Duncan is the former lifestyle editor of T3 and has been writing about tech for almost 15 years. He has covered everything from smartphones to headphones, TV to AC and air fryers to the movies of James Bond and obscure anime. His current brief is everything to do with the home and kitchen, which is good because he is an excellent cook, if he says so himself. He also covers cycling and ebikes – like over-using italics, this is another passion of his. In his long and varied lifestyle-tech career he is one of the few people to have been a fitness editor despite being unfit and a cars editor for not one but two websites, despite being unable to drive. He also has about 400 vacuum cleaners, and is possibly the UK's leading expert on cordless vacuum cleaners, despite being decidedly messy. A cricket fan for over 30 years, he also recently become T3's cricket editor, writing about how to stream obscure T20 tournaments, and turning out some typically no-nonsense opinions on the world's top teams and players.

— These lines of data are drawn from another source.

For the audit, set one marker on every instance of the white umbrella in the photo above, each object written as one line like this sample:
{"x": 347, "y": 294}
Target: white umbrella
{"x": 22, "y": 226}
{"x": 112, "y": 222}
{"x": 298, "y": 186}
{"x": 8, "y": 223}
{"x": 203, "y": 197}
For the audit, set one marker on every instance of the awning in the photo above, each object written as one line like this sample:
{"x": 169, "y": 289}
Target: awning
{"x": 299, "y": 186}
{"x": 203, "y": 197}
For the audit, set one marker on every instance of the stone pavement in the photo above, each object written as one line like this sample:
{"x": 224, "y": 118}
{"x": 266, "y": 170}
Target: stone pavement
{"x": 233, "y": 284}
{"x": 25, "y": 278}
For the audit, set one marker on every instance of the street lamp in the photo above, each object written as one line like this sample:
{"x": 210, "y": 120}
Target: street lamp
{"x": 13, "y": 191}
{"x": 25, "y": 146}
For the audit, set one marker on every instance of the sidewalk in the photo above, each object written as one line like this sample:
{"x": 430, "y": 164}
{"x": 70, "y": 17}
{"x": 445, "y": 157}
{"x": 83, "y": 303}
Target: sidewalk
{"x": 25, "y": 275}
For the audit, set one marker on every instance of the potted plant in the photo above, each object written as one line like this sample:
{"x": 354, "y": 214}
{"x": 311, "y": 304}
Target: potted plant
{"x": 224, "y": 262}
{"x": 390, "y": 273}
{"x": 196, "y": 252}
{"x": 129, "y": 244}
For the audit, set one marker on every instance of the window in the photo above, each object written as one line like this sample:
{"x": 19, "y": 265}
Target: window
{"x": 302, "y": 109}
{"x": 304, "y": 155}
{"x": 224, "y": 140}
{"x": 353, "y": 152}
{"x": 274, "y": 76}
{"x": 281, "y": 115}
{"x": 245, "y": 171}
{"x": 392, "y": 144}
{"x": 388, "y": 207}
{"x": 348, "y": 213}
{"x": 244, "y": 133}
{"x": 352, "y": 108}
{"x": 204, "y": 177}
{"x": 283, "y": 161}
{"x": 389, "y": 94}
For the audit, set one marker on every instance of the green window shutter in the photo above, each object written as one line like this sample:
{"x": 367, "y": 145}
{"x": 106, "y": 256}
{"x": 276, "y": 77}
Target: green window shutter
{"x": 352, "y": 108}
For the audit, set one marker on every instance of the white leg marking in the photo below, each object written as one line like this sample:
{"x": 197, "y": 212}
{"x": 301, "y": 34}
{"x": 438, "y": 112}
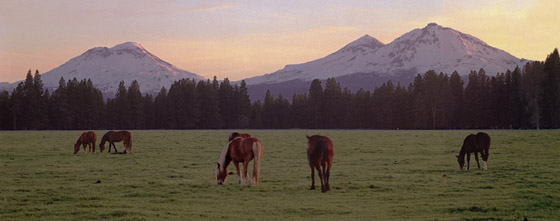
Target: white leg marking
{"x": 241, "y": 181}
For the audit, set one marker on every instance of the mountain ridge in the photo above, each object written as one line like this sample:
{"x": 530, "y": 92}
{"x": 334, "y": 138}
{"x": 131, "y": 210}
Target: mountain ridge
{"x": 106, "y": 67}
{"x": 433, "y": 47}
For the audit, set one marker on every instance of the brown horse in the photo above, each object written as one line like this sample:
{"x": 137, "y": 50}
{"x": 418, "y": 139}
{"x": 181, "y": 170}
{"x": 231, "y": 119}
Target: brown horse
{"x": 240, "y": 150}
{"x": 235, "y": 134}
{"x": 113, "y": 137}
{"x": 86, "y": 139}
{"x": 320, "y": 153}
{"x": 474, "y": 144}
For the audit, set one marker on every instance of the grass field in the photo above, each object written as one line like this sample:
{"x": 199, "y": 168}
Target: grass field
{"x": 375, "y": 175}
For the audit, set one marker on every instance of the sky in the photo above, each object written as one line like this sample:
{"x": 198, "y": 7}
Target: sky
{"x": 246, "y": 38}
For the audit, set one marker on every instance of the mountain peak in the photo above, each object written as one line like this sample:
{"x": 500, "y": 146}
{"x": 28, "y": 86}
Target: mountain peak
{"x": 363, "y": 43}
{"x": 128, "y": 45}
{"x": 432, "y": 24}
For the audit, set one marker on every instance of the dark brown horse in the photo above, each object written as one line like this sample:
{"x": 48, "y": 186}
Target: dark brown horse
{"x": 475, "y": 144}
{"x": 235, "y": 134}
{"x": 86, "y": 139}
{"x": 113, "y": 137}
{"x": 240, "y": 150}
{"x": 320, "y": 153}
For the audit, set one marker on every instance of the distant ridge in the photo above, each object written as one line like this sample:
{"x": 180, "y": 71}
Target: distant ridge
{"x": 367, "y": 61}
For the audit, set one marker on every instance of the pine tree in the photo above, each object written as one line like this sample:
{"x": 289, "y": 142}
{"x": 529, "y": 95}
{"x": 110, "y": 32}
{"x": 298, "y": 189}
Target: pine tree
{"x": 457, "y": 101}
{"x": 226, "y": 104}
{"x": 315, "y": 103}
{"x": 551, "y": 90}
{"x": 122, "y": 107}
{"x": 136, "y": 106}
{"x": 161, "y": 112}
{"x": 208, "y": 99}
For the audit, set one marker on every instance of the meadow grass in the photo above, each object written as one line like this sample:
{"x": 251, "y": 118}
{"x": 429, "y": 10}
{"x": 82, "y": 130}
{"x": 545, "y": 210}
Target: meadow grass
{"x": 375, "y": 175}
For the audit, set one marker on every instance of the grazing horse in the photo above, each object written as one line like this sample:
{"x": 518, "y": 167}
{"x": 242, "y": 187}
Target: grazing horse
{"x": 320, "y": 153}
{"x": 235, "y": 134}
{"x": 113, "y": 137}
{"x": 474, "y": 144}
{"x": 86, "y": 139}
{"x": 240, "y": 150}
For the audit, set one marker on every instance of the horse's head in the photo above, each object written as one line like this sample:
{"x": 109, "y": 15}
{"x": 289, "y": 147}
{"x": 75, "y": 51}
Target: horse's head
{"x": 235, "y": 135}
{"x": 461, "y": 161}
{"x": 76, "y": 148}
{"x": 221, "y": 174}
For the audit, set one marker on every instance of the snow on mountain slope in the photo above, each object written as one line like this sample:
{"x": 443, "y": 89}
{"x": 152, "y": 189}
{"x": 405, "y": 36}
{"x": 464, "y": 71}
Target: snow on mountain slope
{"x": 432, "y": 47}
{"x": 106, "y": 67}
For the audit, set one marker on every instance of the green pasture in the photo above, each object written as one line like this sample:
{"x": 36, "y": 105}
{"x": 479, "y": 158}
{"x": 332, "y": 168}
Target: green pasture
{"x": 376, "y": 175}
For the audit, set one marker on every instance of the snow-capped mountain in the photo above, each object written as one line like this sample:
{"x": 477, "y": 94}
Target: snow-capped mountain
{"x": 106, "y": 67}
{"x": 431, "y": 48}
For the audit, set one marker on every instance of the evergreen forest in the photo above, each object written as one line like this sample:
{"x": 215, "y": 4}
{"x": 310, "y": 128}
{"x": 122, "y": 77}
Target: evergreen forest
{"x": 525, "y": 98}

Before T3, Duncan was a music and film reviewer, worked for a magazine about gambling that employed a surprisingly large number of convicted criminals, and then a magazine called Bizarre that was essentially like a cross between Reddit and DeviantArt, before the invention of the internet. There was also a lengthy period where he essentially wrote all of T3 magazine every month for about 3 years. 

A broadcaster, raconteur and public speaker, Duncan used to be on telly loads, but an unfortunate incident put a stop to that, so he now largely contents himself with telling people, "I used to be on the TV, you know."